Introduction: Oral squamous cell carcinoma often invades the mandible. The broad definitions of the erosive and infiltrative patterns of mandibular invasion have been described in the literature. However, a precise definition of what constitutes an erosive pattern of mandibular invasion has not been described and is certainly not agreed upon by pathologists across institutions. When squamous cell carcinoma of the oral cavity erodes cortical bone of the mandible, the language “abuts the mandible” is commonly utilized. This often creates ambiguity across pathologists and institutions regarding the presence bone invasion. This is important in both deciding on appropriate adjuvant therapy as well as comparing outcomes across institutions. The objective of this study is to propose a definition of erosive mandibular invasion through a pathologic review of false negative and false positive cases of mandibular invasion.
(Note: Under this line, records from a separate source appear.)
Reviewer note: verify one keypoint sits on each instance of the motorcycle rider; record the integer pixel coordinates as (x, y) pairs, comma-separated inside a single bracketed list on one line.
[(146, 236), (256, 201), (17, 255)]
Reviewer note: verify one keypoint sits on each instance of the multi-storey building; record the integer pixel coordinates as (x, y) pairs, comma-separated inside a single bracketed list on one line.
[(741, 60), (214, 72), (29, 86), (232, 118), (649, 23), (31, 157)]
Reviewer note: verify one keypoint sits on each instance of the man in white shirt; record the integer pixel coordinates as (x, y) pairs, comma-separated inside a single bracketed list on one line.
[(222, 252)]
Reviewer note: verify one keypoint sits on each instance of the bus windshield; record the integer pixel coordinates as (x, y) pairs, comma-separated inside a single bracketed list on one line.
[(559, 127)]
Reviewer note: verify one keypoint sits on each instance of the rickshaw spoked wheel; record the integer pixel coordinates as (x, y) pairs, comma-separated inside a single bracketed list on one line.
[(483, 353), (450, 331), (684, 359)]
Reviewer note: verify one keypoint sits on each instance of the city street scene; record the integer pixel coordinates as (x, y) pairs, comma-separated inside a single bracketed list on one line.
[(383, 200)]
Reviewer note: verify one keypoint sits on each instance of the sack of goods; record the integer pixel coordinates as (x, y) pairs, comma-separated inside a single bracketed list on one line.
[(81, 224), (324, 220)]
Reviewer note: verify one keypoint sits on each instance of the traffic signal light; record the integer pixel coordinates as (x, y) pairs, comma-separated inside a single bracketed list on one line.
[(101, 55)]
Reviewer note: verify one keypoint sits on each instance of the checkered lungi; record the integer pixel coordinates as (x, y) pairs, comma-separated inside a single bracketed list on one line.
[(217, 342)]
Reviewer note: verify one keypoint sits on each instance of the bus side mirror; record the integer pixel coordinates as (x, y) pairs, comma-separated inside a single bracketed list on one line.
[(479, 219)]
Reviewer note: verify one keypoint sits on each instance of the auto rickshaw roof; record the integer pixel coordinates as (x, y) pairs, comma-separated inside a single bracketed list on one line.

Methods: Series of 107 consecutive mandibulectomy cases for oral squamous cell carcinoma were retrospectively reviewed by a board-certified anatomic pathologist. For each case, the pathologist determined the presence/ absence of mandibular invasion, pattern of mandibular invasion, and presence/ absence of medullary space invasion. Early cortical invasion was defined as bone absorption deep to the periosteum. The accuracy of identifying bone invasion was determined by using the retrospective interpretation of bone invasion as the true interpretation, which was compared to the interpretation on the original pathology report. The association of the pattern of invasion with sensitivity of identifying mandibular invasion was examined.
Results: Sixty-nine percent (74/107) of cases were identified as having bone invasion, and 31% (33/107) of cases did not have bone invasion. Of the cases with mandibular invasion, 53% (39/74) exhibited the erosive pattern of invasion and 47% (35/74) exhibited the infiltrative pattern of invasion. Discrepancy between the original pathology report and the retrospective interpretation of the slides was found in 16% (17/107) of cases, indicating an accuracy of 84%. Amongst the 17 cases with discrepancy between the original pathology report, 71% (12/17) were false negative cases, and 29% (5/17) were false positive cases. The sensitivities for declaring mandibular invasion for the erosive and infiltrative patterns of invasion were 77% (30/39) and 91% (32/35), respectively (p=0.08).
Conclusions: The accuracy of declaring mandibular invasion in the original pathology report was 84% in this study. Fifty-three percent (9/17) of cases in which there was a discrepancy between the original pathology report and the retrospective interpretation were due to false negative erosive mandibular invasion cases. Although the differences in sensitivity of detecting mandibular invasion between the erosive and infiltrative patterns of invasion was not statistically significant in this study, this is certainly of clinical significance. These findings can likely be attributed to the lack of definition of the erosive pattern of invasion across pathologists. This study will present both a pictorial and written definition of erosive mandibular invasion with the hope of improving uniformity across institutions and pathologists.